Chris 

Thanks, but I tried it before without success.

I still get this on Drill 0.7. 

select t.entities.hashtags from dfs.twitter.`/nfl` t where 
t.entities.hashtags[0] is not null limit 10;

Error: exception while executing query: Failure while executing query. 
(state=,code=0)
Query failed: Query failed: Failure while running fragment., Failure while 
trying to materialize incoming schema.  Errors:

Error in expression at index 0.  Error: Missing function implementation: 
[isnotnull(MAP-REQUIRED)].  Full expression: null.. [ 
0dab71b6-1860-4739-b752-1458ed29b671 on drilldemo:31010 ]
[ 0dab71b6-1860-4739-b752-1458ed29b671 on drilldemo:31010 ]

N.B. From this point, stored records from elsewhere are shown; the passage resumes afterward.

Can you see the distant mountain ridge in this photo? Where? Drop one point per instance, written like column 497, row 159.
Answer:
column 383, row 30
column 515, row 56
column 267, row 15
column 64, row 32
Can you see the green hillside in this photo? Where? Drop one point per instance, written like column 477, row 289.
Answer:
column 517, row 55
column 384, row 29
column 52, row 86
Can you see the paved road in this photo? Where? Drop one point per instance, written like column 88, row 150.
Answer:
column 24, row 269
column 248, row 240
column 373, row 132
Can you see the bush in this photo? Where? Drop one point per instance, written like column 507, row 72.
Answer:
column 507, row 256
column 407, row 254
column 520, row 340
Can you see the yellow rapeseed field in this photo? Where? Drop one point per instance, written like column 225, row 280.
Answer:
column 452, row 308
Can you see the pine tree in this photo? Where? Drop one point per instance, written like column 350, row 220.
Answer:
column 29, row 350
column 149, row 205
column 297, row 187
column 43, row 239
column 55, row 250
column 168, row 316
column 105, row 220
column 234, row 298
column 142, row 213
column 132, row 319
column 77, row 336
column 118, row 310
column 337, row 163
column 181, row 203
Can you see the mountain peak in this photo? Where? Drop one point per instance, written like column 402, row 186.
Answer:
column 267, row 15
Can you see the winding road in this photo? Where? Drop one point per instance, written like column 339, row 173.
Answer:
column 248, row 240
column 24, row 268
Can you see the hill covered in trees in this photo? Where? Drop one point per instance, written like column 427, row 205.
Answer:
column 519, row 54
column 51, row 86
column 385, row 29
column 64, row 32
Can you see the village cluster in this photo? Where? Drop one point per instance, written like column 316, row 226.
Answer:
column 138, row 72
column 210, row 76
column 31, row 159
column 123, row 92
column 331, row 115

Mine seems finicky about even using the first element in the array

select t.entities.hashtags[0] from dfs.twitter.`/nfl` t limit 10;

Query failed: Query failed: Failure while running fragment., index: 4, length: 
4 (expected: range(0, 4)) [ 62cd2d3a-546e-41c8-a0c5-4da2b81c2ef8 on 
drilldemo:31010 ]
[ 62cd2d3a-546e-41c8-a0c5-4da2b81c2ef8 on drilldemo:31010 ]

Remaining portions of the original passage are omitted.